If you or someone you love needs help now, SAMHSA's National Helpline (1-800-662-4357) is free, confidential, and available 24/7.
Frequently Asked Questions
Can Ozempic reduce alcohol cravings?
Early evidence says yes. In a randomized trial published in JAMA Psychiatry, weekly semaglutide injections reduced alcohol craving, drinking quantity, and heavy drinking days compared to placebo, even at low doses. Semaglutide is not FDA approved for alcohol use disorder, and larger trials are underway.
Can GLP-1 drugs reduce opioid cravings?
Possibly. In a randomized, placebo-controlled trial, patients receiving a GLP-1 medication showed a 40 percent reduction in opioid craving compared to placebo.

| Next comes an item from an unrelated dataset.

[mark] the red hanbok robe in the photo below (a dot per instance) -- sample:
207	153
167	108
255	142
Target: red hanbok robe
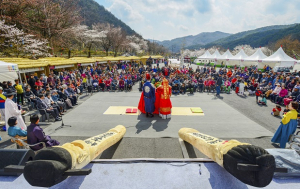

Larger follow-up trials are in progress.
Do GLP-1s help with other substances like nicotine or cocaine?
Early research suggests they might. Trial participants reduced cigarettes per day, and observational studies link GLP-1s to lower cocaine and cannabis use. This evidence is preliminary.
Why do people gain weight after detox?
Opioids suppress appetite and alcohol supplies empty calories. When the substance clears, appetite rebounds, often with strong sugar cravings, because sugar activates some of the same reward pathways. Weight gain in early recovery is common and normal.
Do GLP-1s replace buprenorphine, methadone, or other treatment?
No. They are being studied as an addition to proven treatments, not a replacement. In trials, combining a GLP-1 with buprenorphine actually improved tolerability and retention.